Hello,
I want to modify this code examples/main.py at master · pytorch/examples · GitHub which has 1 Agent and N observers which interact with an environment at the same time through torch.distributed.rpc.
My goal is to obtain N agents and 1 Simulator and the Simulator would ask the agents to sample actions and update when required.
For example to select action:
def select_actions_all_agents(self, state):
self.current_actions = np.zeros(self.current_actions.shape, dtype=np.int32) * -1000
futs = []
start_time = time.time()
for ag_rreff in self.ag_rrefs:
# make async RPC to kick off an episode on all observers
futs.append(
rpc_async(
ag_rreff.owner(),
_call_method,
args=(Agent.select_action, ag_rreff, self.sim_rref, state)
)
)
# wait until all agents have finished selecting action
for fut in futs:
fut.wait()
self.time_select_action += (time.time() - start_time)
self.num_time_select_action += 1
However, it seems that it does not reduce the inference time.

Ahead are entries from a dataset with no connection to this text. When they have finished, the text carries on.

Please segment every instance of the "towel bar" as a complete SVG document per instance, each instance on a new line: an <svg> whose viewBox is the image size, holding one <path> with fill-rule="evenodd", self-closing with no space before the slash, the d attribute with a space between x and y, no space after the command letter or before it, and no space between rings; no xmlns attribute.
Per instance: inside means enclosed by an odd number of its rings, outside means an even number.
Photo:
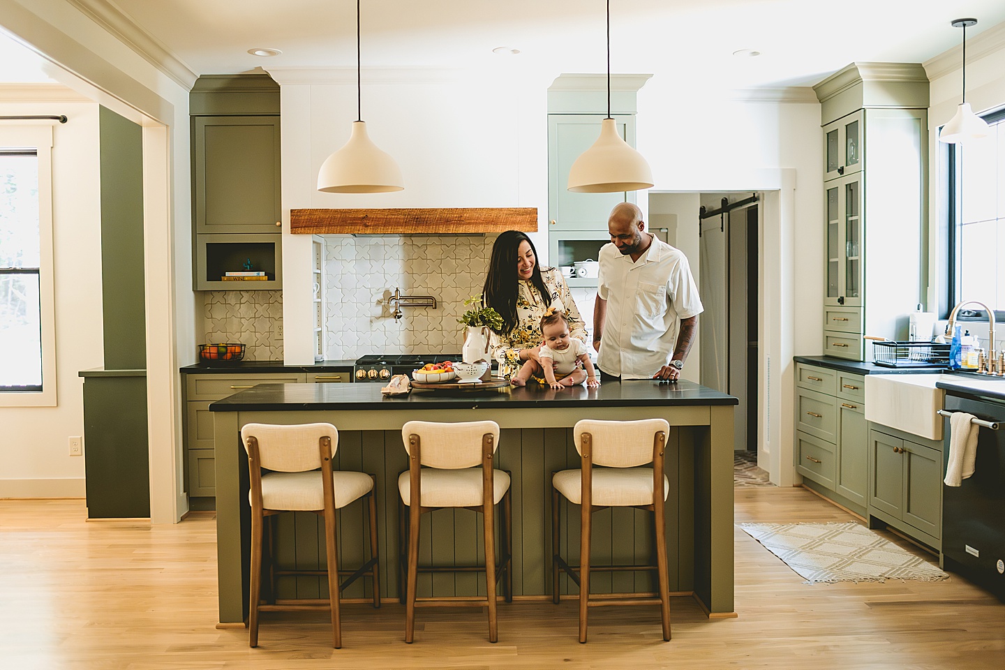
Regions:
<svg viewBox="0 0 1005 670"><path fill-rule="evenodd" d="M939 416L941 417L951 417L956 412L947 412L946 410L939 410ZM983 428L990 428L991 430L1000 430L1002 428L1001 421L985 421L984 419L973 418L970 423L977 424Z"/></svg>

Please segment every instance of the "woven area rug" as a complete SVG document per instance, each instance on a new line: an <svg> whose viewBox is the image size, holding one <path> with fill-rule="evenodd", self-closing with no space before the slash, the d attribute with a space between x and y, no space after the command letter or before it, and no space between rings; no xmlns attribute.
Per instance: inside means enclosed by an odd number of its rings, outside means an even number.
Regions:
<svg viewBox="0 0 1005 670"><path fill-rule="evenodd" d="M785 562L806 584L949 577L924 559L854 522L741 523L747 534Z"/></svg>
<svg viewBox="0 0 1005 670"><path fill-rule="evenodd" d="M774 486L768 481L767 470L762 470L757 466L757 454L749 451L733 452L733 486L734 488L745 488L747 486Z"/></svg>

When instantiating each agent I send it inside the same GPU.
class Agent:
def __init__(self):
self.id = rpc.get_worker_info().id
self.device = ("cuda" if torch.cuda.is_available() else "cpu")
torch.manual_seed(args.seed+self.id)
self.policy = Policy()
self.policy.to(self.device)
I would expect that each agent would operate in parallel in the GPU and the inference time greatly reduced.
Any ideas?